Do Início ao Pico: Otimismo Inicial
No início do ano, o valor de mercado consolidado das estatais estava em R$ 776,5 bilhões, levando em conta a base de 31 de dezembro de 2024. Durante as primeiras semanas de 2025, os mercados apresentaram um movimento otimista, impulsionando o conjunto das estatais até o pico de R$ 849,3 bilhões em 18 de fevereiro.
Essa alta representou uma valorização de R$ 72,8 bilhões, ou aproximadamente 9,4%, em menos de dois meses. Esse movimento pode ser atribuído a uma combinação de fatores, que incluem a expectativa de geração de caixa robusta, o fluxo de investimentos estrangeiros e uma leitura mais favorável sobre dividendos, especialmente em relação às grandes estatais financeiras, assim como à Petrobras (PETR4), que se destaca como o principal vetor do índice.
Da Euforia à Correção: Queda Acentuada
No entanto, o cenário começou a mudar ao longo do primeiro semestre. A partir de março, o gráfico revela uma sequência de correções, marcada pela perda de ímpeto do fluxo comprador e pelo aumento da aversão ao risco entre os investidores. Esse processo atingiu seu ponto mais baixo em 16 de outubro, quando o valor total das estatais caiu para R$ 650,7 bilhões.
Desde o pico registrado em fevereiro até esse ponto mínimo, a destruição de valor atingiu R$ 198,6 bilhões, equivalente a uma queda de 23,4%. Tal número é expressivo e ajuda a compreender por que as estatais passaram a ser alvo de discussões sobre governança, previsibilidade e intervenção do acionista controlador. Durante esse período, a Petrobras foi responsável pela maior parte desse ajuste, dada a sua significativa participação no índice. Bancos e seguradoras estatais também sofreram, refletindo preocupações com relação à política de crédito, rentabilidade e custo de capital.

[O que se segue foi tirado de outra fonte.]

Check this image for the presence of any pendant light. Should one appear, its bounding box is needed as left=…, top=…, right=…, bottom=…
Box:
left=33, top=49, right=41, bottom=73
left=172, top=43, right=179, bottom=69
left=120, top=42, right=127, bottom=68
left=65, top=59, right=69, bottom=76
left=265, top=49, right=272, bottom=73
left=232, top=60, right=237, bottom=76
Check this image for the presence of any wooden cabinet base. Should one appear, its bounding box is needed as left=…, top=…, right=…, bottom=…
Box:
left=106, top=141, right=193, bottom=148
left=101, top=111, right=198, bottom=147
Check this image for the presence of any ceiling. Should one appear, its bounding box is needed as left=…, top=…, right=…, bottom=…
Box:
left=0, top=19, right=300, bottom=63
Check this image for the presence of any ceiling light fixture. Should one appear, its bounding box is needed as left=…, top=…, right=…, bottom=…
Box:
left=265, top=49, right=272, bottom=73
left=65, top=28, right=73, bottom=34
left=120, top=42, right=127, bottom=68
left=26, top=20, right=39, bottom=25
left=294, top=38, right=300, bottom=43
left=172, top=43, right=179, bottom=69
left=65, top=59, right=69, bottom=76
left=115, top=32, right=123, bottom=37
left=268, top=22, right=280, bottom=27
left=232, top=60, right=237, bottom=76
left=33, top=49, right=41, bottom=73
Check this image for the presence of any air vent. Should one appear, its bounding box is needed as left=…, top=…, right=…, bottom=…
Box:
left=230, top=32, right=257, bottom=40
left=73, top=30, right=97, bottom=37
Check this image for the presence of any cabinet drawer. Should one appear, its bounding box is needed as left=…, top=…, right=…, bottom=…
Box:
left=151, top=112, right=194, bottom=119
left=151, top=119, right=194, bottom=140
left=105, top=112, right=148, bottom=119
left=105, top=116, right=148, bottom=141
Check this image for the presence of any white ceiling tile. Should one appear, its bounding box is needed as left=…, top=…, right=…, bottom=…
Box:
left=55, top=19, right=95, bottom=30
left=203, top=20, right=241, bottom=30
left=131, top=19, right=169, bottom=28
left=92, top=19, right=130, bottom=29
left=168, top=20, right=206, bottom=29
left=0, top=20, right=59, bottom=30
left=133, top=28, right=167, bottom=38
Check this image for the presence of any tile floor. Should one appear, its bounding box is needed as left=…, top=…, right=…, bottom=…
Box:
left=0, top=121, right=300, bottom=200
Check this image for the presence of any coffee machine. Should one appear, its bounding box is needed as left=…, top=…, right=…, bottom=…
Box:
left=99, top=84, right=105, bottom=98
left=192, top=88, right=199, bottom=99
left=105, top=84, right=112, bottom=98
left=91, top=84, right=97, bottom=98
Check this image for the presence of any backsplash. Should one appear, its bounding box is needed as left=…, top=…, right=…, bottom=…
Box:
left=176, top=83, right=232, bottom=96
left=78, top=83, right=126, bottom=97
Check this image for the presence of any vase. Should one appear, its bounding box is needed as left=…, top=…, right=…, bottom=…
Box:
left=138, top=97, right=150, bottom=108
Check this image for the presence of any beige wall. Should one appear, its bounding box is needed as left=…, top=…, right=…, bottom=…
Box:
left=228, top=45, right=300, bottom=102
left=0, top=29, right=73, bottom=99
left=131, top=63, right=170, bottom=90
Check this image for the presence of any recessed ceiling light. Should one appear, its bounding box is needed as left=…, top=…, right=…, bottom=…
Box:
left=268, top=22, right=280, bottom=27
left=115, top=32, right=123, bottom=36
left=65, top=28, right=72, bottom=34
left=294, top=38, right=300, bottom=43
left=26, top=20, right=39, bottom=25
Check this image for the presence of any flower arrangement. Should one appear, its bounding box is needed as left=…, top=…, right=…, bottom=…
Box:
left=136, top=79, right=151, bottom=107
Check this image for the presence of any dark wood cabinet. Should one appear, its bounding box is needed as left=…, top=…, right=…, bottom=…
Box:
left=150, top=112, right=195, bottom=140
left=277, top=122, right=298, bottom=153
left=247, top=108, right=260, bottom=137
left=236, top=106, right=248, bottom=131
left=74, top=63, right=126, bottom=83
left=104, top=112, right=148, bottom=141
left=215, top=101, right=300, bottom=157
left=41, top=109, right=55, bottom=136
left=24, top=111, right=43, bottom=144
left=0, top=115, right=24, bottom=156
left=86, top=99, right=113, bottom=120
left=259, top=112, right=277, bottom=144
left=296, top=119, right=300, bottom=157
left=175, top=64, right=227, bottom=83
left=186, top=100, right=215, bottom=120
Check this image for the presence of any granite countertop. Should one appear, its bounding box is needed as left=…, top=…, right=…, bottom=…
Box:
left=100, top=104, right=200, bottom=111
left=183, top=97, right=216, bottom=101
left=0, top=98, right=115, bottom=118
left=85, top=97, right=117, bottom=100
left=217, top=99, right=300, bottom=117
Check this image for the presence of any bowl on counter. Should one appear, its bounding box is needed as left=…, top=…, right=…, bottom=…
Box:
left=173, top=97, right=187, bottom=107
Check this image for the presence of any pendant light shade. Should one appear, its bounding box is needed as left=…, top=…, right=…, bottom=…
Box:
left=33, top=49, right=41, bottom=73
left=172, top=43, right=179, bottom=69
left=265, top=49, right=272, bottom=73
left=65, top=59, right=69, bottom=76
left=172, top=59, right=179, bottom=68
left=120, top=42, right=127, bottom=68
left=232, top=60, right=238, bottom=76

Recuperação Parcial e Fechamento do Ano
Após o mínimo registrado em outubro, o mercado começou a mostrar sinais de reação. A recuperação ocorreu ao longo de novembro, quando o valor consolidado subiu novamente para a faixa dos R$ 727 bilhões. No entanto, esse movimento perdeu força em dezembro. No fechamento de 23 de dezembro, o conjunto das estatais estava avaliado em R$ 680,0 bilhões.
Isso implica que, do fundo até o final desse período, houve uma recomposição de R$ 29,3 bilhões, embora ainda insuficiente para compensar as perdas anteriores. Comparando ao pico do ano, o saldo final continua negativo em R$ 169,3 bilhões, equivalendo a uma retração de aproximadamente 19,9%. Além disso, ao se observar o fechamento de 2024, a queda acumulada é de R$ 96,5 bilhões, que corresponde a 12,4%. Em resumo, 2025 terminou com as estatais apresentando uma avaliação significativamente inferior em relação ao seu valor no início do ano, mesmo considerando a volatilidade e as tentativas de recuperação ao longo do caminho.
Perspectiva do Risco Estatal
A leitura do gráfico ao longo do ano demonstra efetivamente que o Índice Ibov B3 Estatais desempenhou seu papel de forma precisa. Ele refletiu, de maneira clara, a sensibilidade dessas companhias às mudanças no comportamento do mercado. O movimento dos preços não foi aleatório, mas sim uma resposta contínua à percepção dos riscos, à previsibilidade das decisões corporativas e à confiança dos investidores na capacidade dessas empresas de gerar valor de maneira sustentável.
Durante o ano de 2025, o resultado foi evidente. Embora tenham ocorrido momentos de otimismo, as incertezas prevaleceram e resultaram em perdas bilionárias, com a recuperação se mostrando apenas parcial. Essa situação reforça a mensagem que o mercado têm reiterado ao longo dos anos: no que diz respeito às estatais, mesmo que os investidores cheguem a entrar no mercado, é raro que permaneçam sem exigir um desconto significativo no preço.